Alberta's Industrial Heartland (also known as Upgrader Alley or the Heartland) is the largest industrial area in Western Canada and a joint land-use planning and development initiative between five municipalities in the Edmonton Capital Region to attract investment in the chemical, petrochemical, oil, and gas industries to the region. It is "home to more than 40 petrochemical companies" and is one of Canada's largest petrochemical processing regions." By July 2015 there was $13 billion invested in new industrial projects providing employment for 25,000 in the Alberta's Industrial Heartland.

== Geography ==
Alberta's Industrial Heartland (AIH) comprises 533 km2 of land split between the City of Fort Saskatchewan, Lamont County, Strathcona County, and Sturgeon County, as well as the 49 km2 Edmonton Energy and Technology Park in northeast Edmonton. At a total size of 582 km2, AIH is the largest geographic area in Canada dedicated to hydrocarbon processing. The largest completed project to date is the Scotford Complex, which includes an upgrader, a refinery, and two railyards.

== Membership ==
Alberta's Industrial Heartland Association (AIHA) was founded in 1998 by the City of Fort Saskatchewan, Lamont County, Strathcona County, and Sturgeon County. The City of Edmonton became a member of AIHA in 2010. The nearby towns of Bruderheim, Gibbons and Redwater are associate members of AIHA.

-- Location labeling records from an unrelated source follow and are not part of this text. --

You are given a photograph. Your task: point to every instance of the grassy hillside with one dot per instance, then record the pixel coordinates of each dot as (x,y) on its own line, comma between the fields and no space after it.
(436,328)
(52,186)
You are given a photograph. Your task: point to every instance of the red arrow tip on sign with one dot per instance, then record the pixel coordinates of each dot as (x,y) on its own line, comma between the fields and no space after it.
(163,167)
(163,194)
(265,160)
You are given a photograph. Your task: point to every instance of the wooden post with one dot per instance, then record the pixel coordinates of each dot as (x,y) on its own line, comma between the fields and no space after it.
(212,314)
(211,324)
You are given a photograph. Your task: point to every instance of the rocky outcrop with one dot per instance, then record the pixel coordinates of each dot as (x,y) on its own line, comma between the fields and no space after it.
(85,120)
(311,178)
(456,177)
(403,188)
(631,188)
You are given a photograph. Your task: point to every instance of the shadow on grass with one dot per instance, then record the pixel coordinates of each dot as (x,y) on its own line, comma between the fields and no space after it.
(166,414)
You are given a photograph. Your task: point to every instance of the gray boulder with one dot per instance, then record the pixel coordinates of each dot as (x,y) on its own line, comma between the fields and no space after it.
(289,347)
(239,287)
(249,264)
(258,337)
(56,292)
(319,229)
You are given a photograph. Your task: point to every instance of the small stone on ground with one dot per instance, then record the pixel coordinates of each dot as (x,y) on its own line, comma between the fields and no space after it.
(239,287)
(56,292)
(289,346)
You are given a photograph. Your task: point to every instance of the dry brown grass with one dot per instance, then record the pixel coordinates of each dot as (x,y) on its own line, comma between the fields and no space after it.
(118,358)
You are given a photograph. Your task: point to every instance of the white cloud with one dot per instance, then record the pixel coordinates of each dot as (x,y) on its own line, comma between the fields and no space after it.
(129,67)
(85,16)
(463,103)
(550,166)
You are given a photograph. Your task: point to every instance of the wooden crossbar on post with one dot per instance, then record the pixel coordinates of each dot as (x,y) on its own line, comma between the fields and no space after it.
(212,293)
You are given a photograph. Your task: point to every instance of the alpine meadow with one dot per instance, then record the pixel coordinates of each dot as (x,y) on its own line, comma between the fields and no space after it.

== Refinery Row (Edmonton) ==

Refinery Row refers to the concentration of oil refineries in west Sherwood Park, Strathcona County, Alberta, just east of the city of Edmonton. The two main refineries in Refinery Row are the Strathcona Refinery (Imperial Oil), and the Suncor Edmonton Refinery (Suncor Energy) The other main refineries in the Edmonton area are also in Strathcona County, in a separate concentration around Scotford, Alberta.

== Air quality ==
In response to a request from to the Canadian Press, researchers from the University of California, Irvine released results of new air-quality tests in 2015 from Alberta's Industrial Heartland. The team visited the AIH on July 8 to 12, 2012, their third visit. The peer-reviewed 2013 publication based on samples taken during their 2008 and 2010 visits, "found smog-causing chemicals at levels comparable to — and occasionally many times higher than — some of the world's largest cities and industrial complexes." Although the new tests revealed that the spikes of concentrated toxic plumes were short-lived, Donald Blake remarked that "These are the kinds of numbers we don't see in Los Angeles... If this is something that is blowing at somebody's house, and they're getting five to 20 parts per billion of benzene at them all the time ... that starts to worry me."

Air quality in the Industrial Heartland and surrounding area is monitored by the not-for-profit Fort Air Partnership (FAP), formed in 1997.